On my Way Home from the Terror Attack

On my Way Home from the Terror Attack

This morning, baby Yonatan and I went to the Machaneh Yehuda market to buy some patches for the fraying elbows of my husband’s favorite sweater.

On the way home, I started seeing lots of siren-ning ambulances racing past me.

Before I even knew what had happened, I SMSed my husband. “I hear a lot of sirens, maybe there was a terror attack, but I am fine and on my way home.”

Then I saw a young woman bent over her smartphone, and I asked her what had happened. “There was a terror attack by the shuk…”

“I was just there a few minutes ago…”

I don’t remember her reaction, but I remember mine.

For a few minutes, like right after the dentist administers the anesthetic, I felt fine. I SMSed my older daughters who attend high school outside of Jerusalem and told them we were all OK. And then I started to feel the warm numbness of shock passing through my body.

And I remembered when I felt that warm numbness of shock 26 years ago.

I was a freshman at Bowdoin College, and our dorm counselors decided the entire dorm would play a game called Assassin.

It was supposed to be really fun, and help the 80-something students living in the dorm get to know each other.

This is how the game worked. Every student got a water gun, and was assigned another student to assassinate. Then he or she had to assassinate the person the victim was supposed to assassinate. And so forth and so on until there is only one survivor left–the Coleman Hall winner!

Coleman Hall

Coleman Hall

I don’t usually play games. But for whatever reason, I got deeply engrossed in this one.

Over the course of 2 weeks, I stalked and assasinated 13 of my dormmates–at gym practice, before economics class, in the cafeteria.

And I did everything within my power to avoid public places where I might get assassinated. I stopped going to the library, spending time on the quad, and eating in the cafeteria (I would pick up a bag lunch instead, and eat it in my locked dorm room.)

I would rush from one place to the other, with my heart racing. I wanted to survive!

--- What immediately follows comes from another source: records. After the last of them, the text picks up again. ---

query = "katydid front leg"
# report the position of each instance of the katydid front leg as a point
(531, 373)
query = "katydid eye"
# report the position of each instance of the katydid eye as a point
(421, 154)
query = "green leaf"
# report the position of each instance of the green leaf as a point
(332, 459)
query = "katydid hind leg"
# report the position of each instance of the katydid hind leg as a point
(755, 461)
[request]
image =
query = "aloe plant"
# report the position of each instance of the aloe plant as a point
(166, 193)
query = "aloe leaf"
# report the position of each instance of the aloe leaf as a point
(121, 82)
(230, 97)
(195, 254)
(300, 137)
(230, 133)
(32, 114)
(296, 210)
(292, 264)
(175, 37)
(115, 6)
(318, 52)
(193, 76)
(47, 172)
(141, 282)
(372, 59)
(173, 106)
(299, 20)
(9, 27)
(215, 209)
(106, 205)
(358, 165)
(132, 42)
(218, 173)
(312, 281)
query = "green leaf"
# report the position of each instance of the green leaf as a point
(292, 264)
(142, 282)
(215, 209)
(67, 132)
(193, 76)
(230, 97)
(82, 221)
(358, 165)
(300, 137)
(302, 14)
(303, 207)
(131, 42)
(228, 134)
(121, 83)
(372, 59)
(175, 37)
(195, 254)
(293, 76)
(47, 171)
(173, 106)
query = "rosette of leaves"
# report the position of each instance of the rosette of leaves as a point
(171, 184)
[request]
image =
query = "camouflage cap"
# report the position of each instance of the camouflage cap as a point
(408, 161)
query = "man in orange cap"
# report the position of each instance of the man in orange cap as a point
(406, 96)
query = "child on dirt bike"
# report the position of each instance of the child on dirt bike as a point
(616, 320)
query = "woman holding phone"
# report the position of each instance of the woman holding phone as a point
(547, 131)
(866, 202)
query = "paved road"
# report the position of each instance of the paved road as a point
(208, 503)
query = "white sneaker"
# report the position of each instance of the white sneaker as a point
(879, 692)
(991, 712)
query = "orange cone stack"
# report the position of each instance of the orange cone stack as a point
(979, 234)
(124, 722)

And I was certain I would survive until one day, when I was in the language lab watching the Soviet news by satellite as I did every day after lunch (I was a Russian and government major), a girl from Coleman Hall, acting on inside information I presume, found me and assassinated me.

The warm numbness of shock filled my body within minutes, and lasted for several weeks.

It was the first time I discovered, as I have many times since, that careful people die too.

But today, coming home from the market, was different than getting assassinated 26 years ago.

Because today, through the numbness, I looked around me and felt flooded by the light of Hashem and my love for Eretz Yisrael.

4 comments

  1. Jenny,

    What’s so amazing is that I walked right by these two women terrorists five minutes before they started stabbing. Hashem did me SUCH a chesed. Obvious and revealed, but what about the 24 hours of the day that He does chesed for us and we don’t see it….it’s amazing. b”H.

    Bsorot tovot!

    Elana

  2. did you see them? I watched the video of them walking around, they looked so innocent, I would have never suspected them!

  3. oy! We have to go around feeling protected, but my heart goes out to those that were hurt and their families. It is not an easy world we live in….

  4. yehudis chana

    Thank you for sharing your thoughts and feelings. Thank you.